A Wee Murder in My Shop
A Scotshop Mystery #1
By Fran Stewart
Author’s Website: franstewart.com
Brought to you by OBS reviewer Daniele
Hamelin, Vermont, isn’t the most likely place for bagpipes and tartan, but at Peggy Winn’s ScotShop, business is booming…
While on a transatlantic hunt for some authentic wares to sell at her shop, Peggy is looking to forget her troubles by digging through the hidden treasures of the Scottish Highlands. With so many enchanting items on sale, Peggy can’t resist buying a beautiful old tartan shawl. But once she wraps it around her shoulders, she discovers that her purchase comes with a hidden fee: the specter of a fourteenth-century Scotsman.
Unsure if her Highland fling was real or a product of an overactive imagination, Peggy returns home to Vermont—only to find the dead body of her ex-boyfriend on the floor of her shop. When the police chief arrests Peggy’s cousin based on some incriminating evidence, Peggy decides to ask her haunting Scottish companion to help figure out who really committed the crime—before anyone else gets kilt… (Goodreads)
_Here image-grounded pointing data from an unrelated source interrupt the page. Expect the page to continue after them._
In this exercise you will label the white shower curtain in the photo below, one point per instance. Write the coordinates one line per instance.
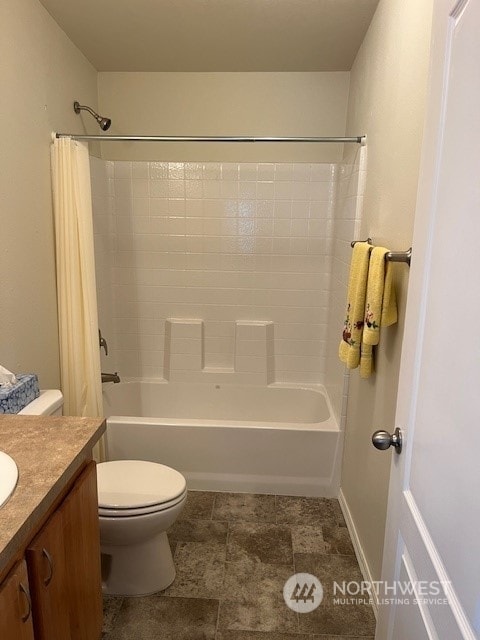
(76, 286)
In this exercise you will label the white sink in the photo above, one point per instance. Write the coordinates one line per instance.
(8, 477)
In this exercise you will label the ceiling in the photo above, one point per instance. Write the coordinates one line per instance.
(215, 35)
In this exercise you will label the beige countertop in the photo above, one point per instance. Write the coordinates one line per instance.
(48, 451)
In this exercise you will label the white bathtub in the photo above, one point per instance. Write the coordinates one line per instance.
(273, 439)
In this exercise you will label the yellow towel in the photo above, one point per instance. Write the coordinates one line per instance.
(349, 350)
(380, 306)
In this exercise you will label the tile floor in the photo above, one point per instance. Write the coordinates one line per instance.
(233, 553)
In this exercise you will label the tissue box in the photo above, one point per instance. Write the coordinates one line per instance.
(15, 398)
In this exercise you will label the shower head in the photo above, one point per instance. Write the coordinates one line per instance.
(104, 123)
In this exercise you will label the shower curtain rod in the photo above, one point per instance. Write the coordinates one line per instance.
(101, 138)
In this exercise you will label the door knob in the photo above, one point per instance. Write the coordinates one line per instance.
(383, 440)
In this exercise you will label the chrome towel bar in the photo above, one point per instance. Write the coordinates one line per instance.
(392, 256)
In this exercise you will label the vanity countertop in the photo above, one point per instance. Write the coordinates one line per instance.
(48, 451)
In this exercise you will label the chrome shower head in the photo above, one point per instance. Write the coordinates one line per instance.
(104, 123)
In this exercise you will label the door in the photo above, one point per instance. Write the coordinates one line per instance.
(64, 567)
(15, 606)
(432, 543)
(81, 539)
(46, 573)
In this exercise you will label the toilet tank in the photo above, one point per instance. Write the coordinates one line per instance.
(48, 403)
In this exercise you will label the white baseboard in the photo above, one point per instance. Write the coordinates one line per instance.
(362, 560)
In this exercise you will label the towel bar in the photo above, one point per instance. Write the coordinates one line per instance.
(392, 256)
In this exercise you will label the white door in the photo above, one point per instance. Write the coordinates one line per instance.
(433, 524)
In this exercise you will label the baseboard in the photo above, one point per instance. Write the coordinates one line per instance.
(362, 560)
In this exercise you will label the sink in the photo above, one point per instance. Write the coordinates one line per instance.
(8, 477)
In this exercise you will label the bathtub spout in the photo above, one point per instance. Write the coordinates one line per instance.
(110, 377)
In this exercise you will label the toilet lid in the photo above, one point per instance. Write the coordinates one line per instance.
(127, 484)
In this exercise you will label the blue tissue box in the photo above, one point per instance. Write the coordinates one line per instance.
(15, 398)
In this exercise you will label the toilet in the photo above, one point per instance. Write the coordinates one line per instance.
(137, 502)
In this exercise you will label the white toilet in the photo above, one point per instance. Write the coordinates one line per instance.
(138, 501)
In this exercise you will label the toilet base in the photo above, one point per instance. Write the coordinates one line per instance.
(137, 570)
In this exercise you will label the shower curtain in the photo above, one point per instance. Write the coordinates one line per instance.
(76, 286)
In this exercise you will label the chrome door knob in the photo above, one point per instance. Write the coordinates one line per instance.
(383, 440)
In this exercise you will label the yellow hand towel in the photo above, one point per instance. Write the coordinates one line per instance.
(349, 350)
(380, 306)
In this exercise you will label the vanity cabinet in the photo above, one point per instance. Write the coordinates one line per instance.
(64, 567)
(15, 606)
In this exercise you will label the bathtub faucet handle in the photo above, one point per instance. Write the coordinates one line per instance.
(102, 342)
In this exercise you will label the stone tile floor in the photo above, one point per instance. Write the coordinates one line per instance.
(233, 553)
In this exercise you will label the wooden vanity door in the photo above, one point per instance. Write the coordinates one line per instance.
(82, 552)
(46, 568)
(64, 567)
(15, 606)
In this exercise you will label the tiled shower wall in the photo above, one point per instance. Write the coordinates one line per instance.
(215, 271)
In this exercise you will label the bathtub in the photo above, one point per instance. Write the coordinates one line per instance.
(275, 439)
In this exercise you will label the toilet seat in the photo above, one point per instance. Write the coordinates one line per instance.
(137, 487)
(140, 511)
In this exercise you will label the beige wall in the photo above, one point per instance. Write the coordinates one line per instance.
(387, 102)
(262, 104)
(41, 73)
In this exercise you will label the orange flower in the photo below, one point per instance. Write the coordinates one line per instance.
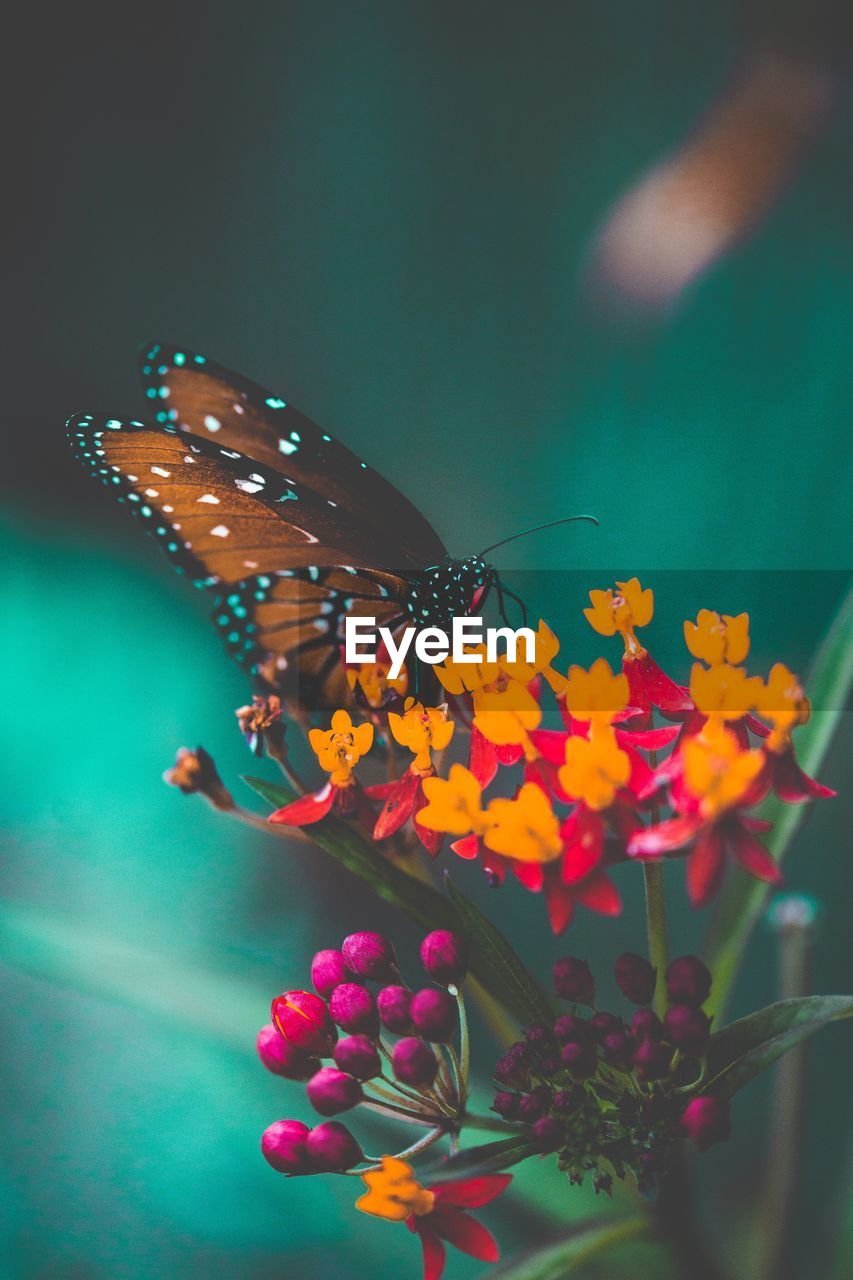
(621, 612)
(716, 638)
(423, 730)
(596, 768)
A Wee Murder in My Shop opens with Peggy discovering her boyfriend (almost fiancé) Mason in a compromising position with her best friend Andrea. Though upset about her breakup, she continues with her planned buying trip to Scotland to procure items to sell in her shop. While shopping, she discovers a shawl that she just has to have for herself. The following day, while on a hike with the proprietors of the B&B where she always stays while in town, she dons the shawl and is approached by a somewhat transparent Scotsman that only she can see. Macbeath, whom she quickly rechristens Dirk because she does not like his name, is from the fourteenth century and seems to be attached to the shawl that his wife wove. She attempts to “release” him but finds he has “followed” her home to Vermont. When she returns to her shop, she finds a mess from a heavy bookcase toppling over. She calls in her staff, which includes her cousins Shoe and Sam and Gilda, and they discover Mason’s body beneath the case, bludgeoned with Shoe’s baseball bat and crushed by the case. Feeling there is no way that the case could have fallen over on its own, she, her staff, and Captain Harper, the detective assigned to the case, soon find that there is a safe hidden behind the wall where the case stood and work to first open the safe and then find those responsible for Mason’s death. In the meantime, Shoe is arrested because he owned the murder weapon.
I really wanted to like this fist book in the series, but I came away from it scratching my head a bit. The premise was intriguing, and I looked forward to reading the ghost’s escapades. However, he did not really do much other than ask Peggy questions about what modern things were and follow her around. I found the passages about Peggy having to ignore Dirk because other people were around to be repetitive and eventually uninteresting. I totally get that Dirk is a fish out of water in the twenty-first century, and the situation should have provided plenty of chuckles, but it failed to deliver. I also found it odd that Peggy did not want to call him by his given name (there were several options to choose from), and he did not complain about being called Dirk. This just seemed silly and unnecessary. I expected more involvement in investigating and resolving the mystery but did not feel he did much. There is so much potential where Dirk is concerned.
There were many unanswered questions that I can only hope will be resolved in the next book in the series. Most of them had to do with Gilda – why did she act the way she did? Was she really suffering from migraines? As someone who has migraines, I found Peggy’s attitude about Gilda’s migraine “excuse” somewhat offensive. Again, I can only suppose that this was laying the foundation for the next book. Peggy’s reaction to Mason’s death was much too ambivalent for someone who was supposed to be in such a serious relationship with the deceased. I liked Harper and Drew’s characters quite a bit and hope to see a lot of them in the future. However, I did not really understand why Chief Mac was so obnoxious or why everyone put up with his behavior. The story dragged a bit and was repetitive in the middle, but then the ending and explanation of the crime felt glossed over.
I will definitely give the next book in the Scotshop series a try in hopes that the author irons out some things. I recommend A Wee Murder in My Shop with some reservations to fans of paranormal cozy mysteries and those who love all things Scottish.